残念ながら今のところ、Liquid をハッキングした犯人が、盗んだばかりの資金の返還を考えているという情報はありません(約 1 億ドル相当の価値があると言われています)

特に今回のように被害額が大きい場合、ほとんどの取引所は盗まれたコインが送金された暗号通貨ウォレットを追跡し、盗まれた通貨を現金に戻したり、他の種類の暗号通貨にロンダリングするために使用される可能性のあるペイアウトをブロックリストに登録します。

しかし自分の暗号通貨が盗まれた場合、それが盗んだ泥棒たちの利益にならないからと言われても、まるで慰めにはならないでしょう。

財布を盗んだ犯人が、自分のためにお金を使う代わりに財布の中の紙幣に火をつけてしまったら、どちらにせよ結局あなたが損をするのですから。

対策

Poly Networks 社の資産が何の前触れもなく流出したことを受けて、ソフォスがこれまでにお伝えしている対策をもう一度ここに記載いたします。

  • 暗号通貨を始めようと考えている人は、失ってもいい金額以上の投資を絶対にしてはいけません。 現在、1 万種類以上の暗号通貨が存在していますが、その多くは初期の投資家が現金を投入して始まったものです。2010 年に数セントだった価値が 2021 年 8 月には 45,000 ドルにまで上昇したビットコインの値動きを、すべての仮想通貨が踏襲できるわけではありませんし、今後も踏襲するとは限りません。さらに悪いことに、「投資」の中には、暗号通貨の「創造者」が ICO(イニシャルコインオファリング)と呼ばれる方法で初期の投資家からスタートアップ資金を集め、新しい暗号通貨をまったく開発せずに逃げてしまうような、完全なる詐欺も存在します。
  • 暗号通貨を購入し保有する場合は、 できるだけオフラインのコールドウォレットと呼ばれるものに入れておくとよいでしょう。

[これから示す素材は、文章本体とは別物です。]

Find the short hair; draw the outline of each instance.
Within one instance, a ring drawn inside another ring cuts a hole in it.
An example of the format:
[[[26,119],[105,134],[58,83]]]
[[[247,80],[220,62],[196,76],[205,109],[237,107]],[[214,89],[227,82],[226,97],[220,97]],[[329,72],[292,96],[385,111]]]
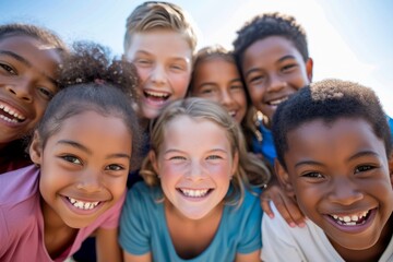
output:
[[[254,16],[237,32],[234,53],[238,64],[241,64],[243,53],[249,46],[270,36],[285,37],[295,45],[305,62],[309,59],[303,27],[297,23],[294,16],[275,12]]]
[[[132,109],[139,80],[134,66],[109,59],[108,49],[98,44],[79,41],[73,48],[60,70],[62,90],[49,102],[38,123],[41,146],[61,129],[66,119],[92,110],[122,119],[132,135],[131,168],[136,169],[143,140]]]
[[[218,104],[199,97],[190,97],[177,100],[167,106],[153,123],[151,133],[152,150],[158,154],[164,142],[164,131],[171,120],[179,116],[188,116],[192,119],[203,119],[212,121],[222,127],[227,132],[227,138],[231,146],[231,153],[238,152],[239,165],[231,183],[233,193],[226,200],[230,204],[239,204],[245,196],[245,187],[250,184],[266,184],[271,174],[264,163],[253,155],[249,155],[246,150],[245,138],[239,124],[233,117]],[[150,157],[142,164],[140,172],[148,186],[159,186],[159,179],[153,168]]]
[[[358,83],[329,79],[314,82],[282,103],[273,116],[272,132],[277,158],[286,168],[284,154],[288,151],[288,133],[300,126],[321,119],[332,123],[340,118],[362,119],[392,151],[391,133],[381,103],[376,93]]]
[[[66,43],[52,31],[33,24],[11,23],[0,25],[0,40],[10,36],[29,36],[52,46],[59,52],[68,52]]]
[[[180,7],[162,1],[146,1],[128,16],[124,35],[124,52],[130,48],[132,34],[153,29],[170,29],[184,36],[192,53],[196,47],[196,34],[191,17]]]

コールドウォレットとは暗号化されたファイルであり、追跡が可能で、パスワードを知らない限り他の人は使用できない保管場所です。

さらなる情報として、今週のポッドキャストではソフォスのエキスパートである Chester Wisniewskiが、Poly Networks 社のインシデントとオンラインの信頼性についての考察を行っています (暗号通貨のパートは 17 分 13 秒から始まります)。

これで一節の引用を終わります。